Milking 365 dairy cows twice daily – 5 a.m. and 5 p.m. – the commercial dairy operation is, in the words of Leo Timms, Extension dairy specialist, “is focused on healthy animals and healthy food.” The farm has 230 replacement calves on hand. Some will be introduced into the milking herd. Others will be sold to other dairy farms, Timms said, or to other research projects.

He said the operation has all six dairy breeds – Holstein, Guernsey, Jersey, Brown Swiss, Ayrshire and Milking Shorthorns.

Timms and other dairy and livestock specialists were on hand in June conducting numerous tours during an open house at the ISU facility that started at 5:30 a.m. and continued to just before noon. The event coordinated June dairy month promotions, along with giving the general public a look into the facility that has been in operation for just over a year.

Timms explained to one tour how a cold water exchange system cools the hot milk, at nearly 100 degrees fresh from the udder to 58 degrees. The milk is then pumped into a bulk storage tank that cools the milk to 38 degrees then awaits pickup by Swiss Valley.

Over 600 people attended the June open house at Iowa State University’s new dairy facility. Visitors were treated to a variety of interactive educational displays and dairy treats.

The dairy operation has a capacity for 530 cows. “Hopefully we’ll be able to get up to capacity within a few years,” Timms said. Meanwhile, as the herd grows he’s confident more research projects will be conducted.

“This isn’t just a dairy farm,” he said. “It’s a learning ground.”

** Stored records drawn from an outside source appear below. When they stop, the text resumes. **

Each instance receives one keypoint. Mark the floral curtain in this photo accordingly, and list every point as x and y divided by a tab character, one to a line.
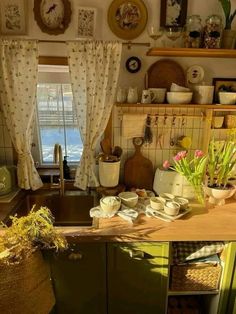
18	85
94	70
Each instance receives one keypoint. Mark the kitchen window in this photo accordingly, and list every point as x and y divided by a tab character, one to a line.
56	120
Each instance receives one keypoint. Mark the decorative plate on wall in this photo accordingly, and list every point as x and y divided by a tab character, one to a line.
52	16
127	19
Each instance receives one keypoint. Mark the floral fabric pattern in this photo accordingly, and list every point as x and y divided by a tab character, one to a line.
18	85
94	70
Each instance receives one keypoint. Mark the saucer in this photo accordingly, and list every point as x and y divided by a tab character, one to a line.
182	212
99	213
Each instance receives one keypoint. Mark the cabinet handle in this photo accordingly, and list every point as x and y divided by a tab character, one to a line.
75	256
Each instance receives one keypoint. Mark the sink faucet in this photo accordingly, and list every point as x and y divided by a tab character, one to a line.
58	160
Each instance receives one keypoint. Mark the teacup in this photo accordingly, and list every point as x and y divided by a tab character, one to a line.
157	95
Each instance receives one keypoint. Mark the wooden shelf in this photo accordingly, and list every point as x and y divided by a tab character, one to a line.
192	52
187	106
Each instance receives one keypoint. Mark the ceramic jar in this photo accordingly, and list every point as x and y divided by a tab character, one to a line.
193	34
213	32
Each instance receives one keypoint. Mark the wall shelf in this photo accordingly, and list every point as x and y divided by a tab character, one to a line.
187	106
192	52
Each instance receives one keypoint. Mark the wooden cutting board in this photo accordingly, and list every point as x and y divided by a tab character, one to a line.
138	170
163	73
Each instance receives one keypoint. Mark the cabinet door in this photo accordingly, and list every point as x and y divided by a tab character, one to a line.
79	279
137	278
227	303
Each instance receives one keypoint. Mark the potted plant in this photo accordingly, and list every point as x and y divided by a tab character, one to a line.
25	285
214	170
228	39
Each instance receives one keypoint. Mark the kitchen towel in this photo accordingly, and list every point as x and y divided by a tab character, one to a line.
133	125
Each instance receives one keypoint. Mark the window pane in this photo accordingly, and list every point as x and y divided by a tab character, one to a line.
57	122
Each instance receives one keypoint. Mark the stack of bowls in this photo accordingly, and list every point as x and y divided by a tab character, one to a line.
179	95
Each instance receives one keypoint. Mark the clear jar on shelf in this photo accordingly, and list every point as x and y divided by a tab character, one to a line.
193	32
213	32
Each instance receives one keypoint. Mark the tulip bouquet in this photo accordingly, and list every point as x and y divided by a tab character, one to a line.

The dairy program moved into the new facility in November 2007. Timms said they planned breeding so that they would move primarily older animals. By February they had 137 calves in the young stock buildings.

Since moving into the facility, Timms said that more people have come into the program and are doing more projects and performing more services than in the older operation.

“We’ve been a major player in the dairy industry in this state for a long time,” Timms said. “We’ve moved more people into the industry than anybody.”

As a result of more people and industry groups seeking out research assistance from ISU’s dairy program, Timms said, “our (veterinary) schools will be the premier food animal resource.”

Meanwhile, Dan Morical, farm coordinator, was conducting his seventh tour of the day. He showed his group the heifer barns, “where the calves learn to socialize with other animals.”

He also explained how the operation composts its manure. Other yard waste from the ISU campus in general is also brought here, including leaves and branches.

Morical said the composting is turned in berms on a regular basis. When the composting is complete, he the plan is to mix it with clean soil and sell it back to Reiman Gardens on campus and to area landscapers, “It should be a very good product,” Morical said.

Morical admitted however, that although the work is exciting, the financial picture is not. The operation is, like every other commercial dairy in the country, losing money. “We’ll lose a half million dollars this year,” he said.

He said the university’s cost for producing 100 pounds of milk is between $14 to $16. The current milk check is paying $8 for the same 100 pounds.

Morical said the dairy is completely self-sustaining. He answered one visitor’s question saying that no taxpayer money was used in building the operation and none is used for daily operations. “We are living on our fund balances,” he said.